Could we also compute for number of pages visited? Why/why not?

#### Number of transactions made

In [None]:
# Compute the theoretical transactions for both variants using the conversion rate!
blank_theoretical_transactions = results.loc['Slider blank',  'Nb sessions'] * results.loc['Total', '% conversions']
green_theoretical_transactions = results.loc['Static green',  'Nb sessions'] * results.loc['Total', '% conversions']

In [None]:
# Chi-Square with the formula

chi_square_transactions = (((results.loc['Slider blank', 'Nb transactions'] - blank_theoretical_transactions) ** 2) /  (blank_theoretical_transactions) + \
                          ((results.loc['Static green', 'Nb transactions'] - green_theoretical_transactions) ** 2) /  green_theoretical_transactions)
print(f"Using the formula: {chi_square_transactions}")

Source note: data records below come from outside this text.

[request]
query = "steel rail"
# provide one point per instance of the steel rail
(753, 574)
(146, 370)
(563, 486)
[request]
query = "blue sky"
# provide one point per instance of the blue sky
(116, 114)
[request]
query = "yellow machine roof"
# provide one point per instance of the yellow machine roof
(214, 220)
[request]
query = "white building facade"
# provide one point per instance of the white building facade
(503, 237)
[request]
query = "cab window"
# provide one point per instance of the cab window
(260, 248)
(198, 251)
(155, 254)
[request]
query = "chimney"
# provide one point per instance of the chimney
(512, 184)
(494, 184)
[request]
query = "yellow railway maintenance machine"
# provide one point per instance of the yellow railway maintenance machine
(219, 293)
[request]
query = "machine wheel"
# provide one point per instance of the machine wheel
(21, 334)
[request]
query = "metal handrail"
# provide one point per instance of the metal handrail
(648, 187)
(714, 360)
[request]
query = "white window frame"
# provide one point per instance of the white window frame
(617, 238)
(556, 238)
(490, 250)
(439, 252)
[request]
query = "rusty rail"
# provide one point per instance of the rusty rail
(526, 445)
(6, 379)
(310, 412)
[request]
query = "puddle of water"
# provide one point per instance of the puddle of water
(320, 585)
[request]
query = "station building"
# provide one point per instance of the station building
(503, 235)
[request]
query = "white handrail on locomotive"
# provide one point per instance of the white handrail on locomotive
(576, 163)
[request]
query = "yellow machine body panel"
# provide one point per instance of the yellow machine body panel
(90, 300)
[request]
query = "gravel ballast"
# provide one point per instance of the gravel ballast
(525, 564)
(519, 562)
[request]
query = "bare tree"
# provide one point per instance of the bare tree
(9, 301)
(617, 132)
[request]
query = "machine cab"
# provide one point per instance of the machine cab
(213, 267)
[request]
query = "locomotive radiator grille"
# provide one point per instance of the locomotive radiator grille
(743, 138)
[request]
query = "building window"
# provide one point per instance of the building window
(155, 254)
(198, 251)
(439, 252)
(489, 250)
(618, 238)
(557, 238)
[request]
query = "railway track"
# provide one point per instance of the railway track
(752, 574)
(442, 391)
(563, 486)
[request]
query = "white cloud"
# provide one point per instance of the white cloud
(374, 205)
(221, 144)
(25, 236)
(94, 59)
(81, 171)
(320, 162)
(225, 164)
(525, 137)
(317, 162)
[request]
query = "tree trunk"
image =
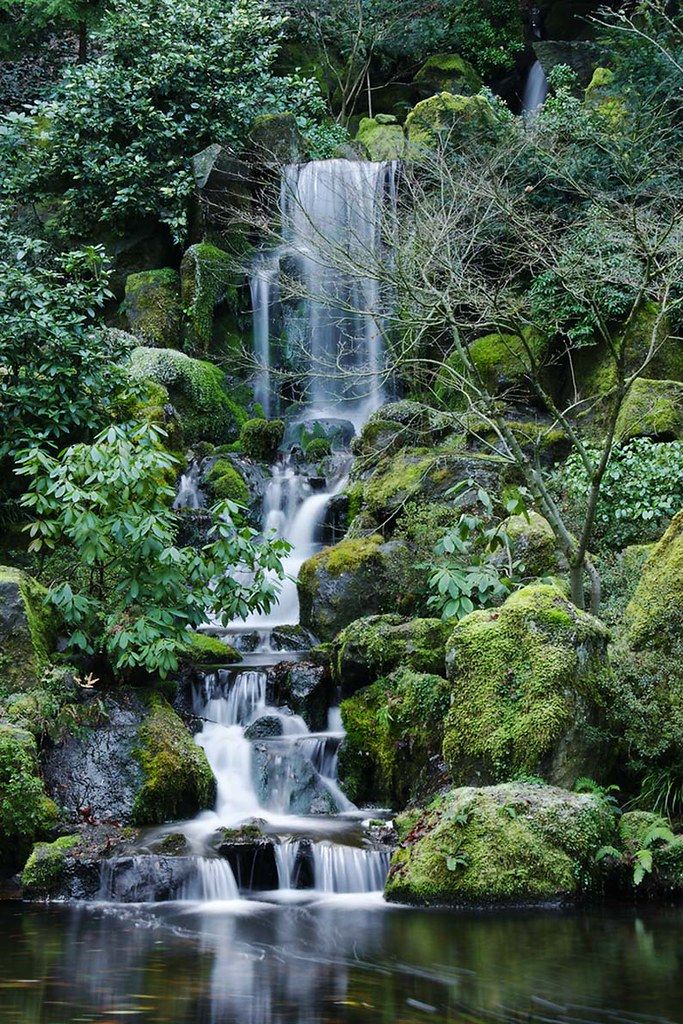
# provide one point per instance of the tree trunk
(82, 42)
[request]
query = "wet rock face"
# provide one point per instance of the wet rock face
(286, 780)
(94, 775)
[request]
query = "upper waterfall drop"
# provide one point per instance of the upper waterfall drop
(331, 213)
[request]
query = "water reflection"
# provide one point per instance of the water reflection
(342, 960)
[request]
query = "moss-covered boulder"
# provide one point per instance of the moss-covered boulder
(204, 649)
(445, 114)
(447, 73)
(45, 868)
(393, 737)
(349, 580)
(259, 439)
(505, 844)
(207, 279)
(27, 630)
(26, 811)
(651, 409)
(528, 683)
(535, 543)
(197, 390)
(177, 779)
(226, 482)
(372, 646)
(382, 136)
(654, 614)
(153, 307)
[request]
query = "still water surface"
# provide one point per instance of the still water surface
(340, 960)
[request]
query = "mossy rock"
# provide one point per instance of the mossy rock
(382, 140)
(528, 683)
(178, 781)
(445, 114)
(393, 728)
(28, 630)
(44, 870)
(651, 409)
(226, 482)
(447, 73)
(505, 844)
(260, 439)
(653, 616)
(197, 390)
(153, 308)
(205, 649)
(372, 646)
(535, 544)
(351, 579)
(207, 279)
(26, 811)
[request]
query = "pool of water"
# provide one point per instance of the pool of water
(337, 960)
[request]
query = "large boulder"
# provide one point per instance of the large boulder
(393, 737)
(153, 306)
(651, 409)
(136, 763)
(27, 630)
(348, 580)
(372, 646)
(528, 683)
(26, 811)
(197, 390)
(505, 844)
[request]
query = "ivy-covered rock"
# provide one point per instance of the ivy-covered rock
(227, 482)
(177, 779)
(27, 630)
(349, 580)
(505, 844)
(372, 646)
(393, 737)
(447, 73)
(382, 136)
(26, 811)
(654, 614)
(45, 868)
(651, 409)
(260, 439)
(207, 279)
(153, 306)
(535, 543)
(445, 113)
(528, 684)
(197, 390)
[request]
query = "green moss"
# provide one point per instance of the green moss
(526, 683)
(444, 113)
(26, 811)
(260, 439)
(653, 616)
(205, 649)
(28, 629)
(447, 73)
(651, 409)
(178, 781)
(153, 306)
(372, 646)
(44, 869)
(196, 388)
(207, 279)
(393, 728)
(501, 844)
(382, 140)
(226, 482)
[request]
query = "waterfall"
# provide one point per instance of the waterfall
(336, 330)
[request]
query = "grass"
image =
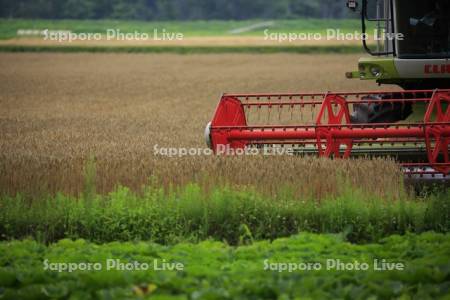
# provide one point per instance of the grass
(195, 213)
(9, 27)
(214, 270)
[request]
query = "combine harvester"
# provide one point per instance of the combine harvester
(412, 125)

# Chi-Square with the Scipy function
f_obs_transactions = np.array([results.loc['Slider blank', 'Nb transactions'], results.loc['Static green', 'Nb transactions']])
f_exp_transactions = np.array([blank_theoretical_transactions, green_theoretical_transactions])

chi_square_transactions = chisquare(f_obs=f_obs_transactions, f_exp=f_exp_transactions)
chi_square_transactions

Is the resulting p-value satisfactory?